A TMR usually contains 40% grass hay and 60% concentrates. The number of concentrates needed to provide adequate dry matter intake is based on the dry matter percentage of the hay. The percentage of concentrates in a TMR changes with the stage of lactation of the dairy cow.

One study compared the performance of alfalfa and perennial ryegrass silages in dairy rations. The results showed that alfalfa silage did not affect milk production. However, it consumed four pounds more dry matter per day than perennial ryegrass.

A later study compared the effects of adding tall fescue silage to mid-lactation cows. The authors found that a lower level of fescue silage in the ration improved dry matter intake, milk fat content, and feed efficiency.

The National Academy of Science published the Nutrient Requirements of Dairy Cattle. It recommends that dairy cows should consume 1.2 percent of their body weight in NDF. In addition, the article states that this figure is not the maximum amount of NDF that can be consumed.

The forage:grain ratio in a ration should not be greater than 40 percent. This is because many NPN compounds in forage are converted into microbial protein in the rumen. This may increase the pH in the milk. It is also important to note that feeding a ration that has more than 40% grain does not provide a benefit.
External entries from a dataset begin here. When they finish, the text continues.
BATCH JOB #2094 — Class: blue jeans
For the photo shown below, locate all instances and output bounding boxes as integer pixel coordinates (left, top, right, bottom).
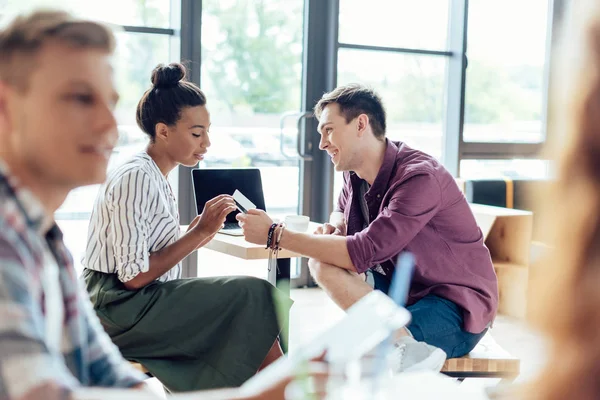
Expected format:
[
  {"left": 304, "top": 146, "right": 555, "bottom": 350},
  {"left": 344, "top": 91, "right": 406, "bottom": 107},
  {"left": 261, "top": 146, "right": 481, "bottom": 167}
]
[{"left": 373, "top": 271, "right": 487, "bottom": 358}]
It is not uncommon to find that a dairy cow will consume more forage than is expected. This is because the animal will sort for finer particles in the ration. This can cause metabolic problems.

Average daily milk yield

Several studies have been done to determine the effect of supplementing cowpea hay forage on milk production. In some cases, supplementation results in an increase in the average daily milk yield for dairy cows.

In this study, four lactating cows were randomly assigned into two groups. One group was supplemented with 3 kg of cowpea hay forage after grazing, while the other group was not. The results showed that milk yield was higher in the supplemented group than the control group. The chemical composition of the milk was not significantly different between the two groups.

The average daily milk yield for the two groups was 1078 and 1378 ml, respectively. This was higher than the results obtained in the Mali trial for the same breed. The milk yield was estimated every two weeks. During the trial, 160 milk samples were collected and analyzed.

The average daily milk yield for the cows was estimated as the sum of the morning and evening milk yield. The morning milk yield was higher than the evening milk yield. The evening milk yield was estimated by adding 15 ml to the measured milk.

The cows were fed a ration consisting of grain, hay, brewer grains and spent brewer grains. The feed intake was recorded daily. The feed intake was not significantly different between the two groups.

In addition, the results indicated that the total gross energy (GE) for the cows was higher in the supplemented groups than in the control groups. The GE for the non-supplemented group was 777 ml/day, while the GE for the supplemented group was 791 ml/day.

During the trial, the body condition scores of the cows were also measured. The milk yield differential was progressive. The differential at the last sampling was 563 ml/day. During the trial, the cows roamed about 3 to 4 km in the bush for pasture seeking.

Dairy farms use 37 to 57 gallons of water per cow. In the case of a larger dairy farm, cows may be grouped by age, breed, or parity.

A good feed practice is to harvest forage early in the growth cycle. It is best to harvest grasses before the bud period.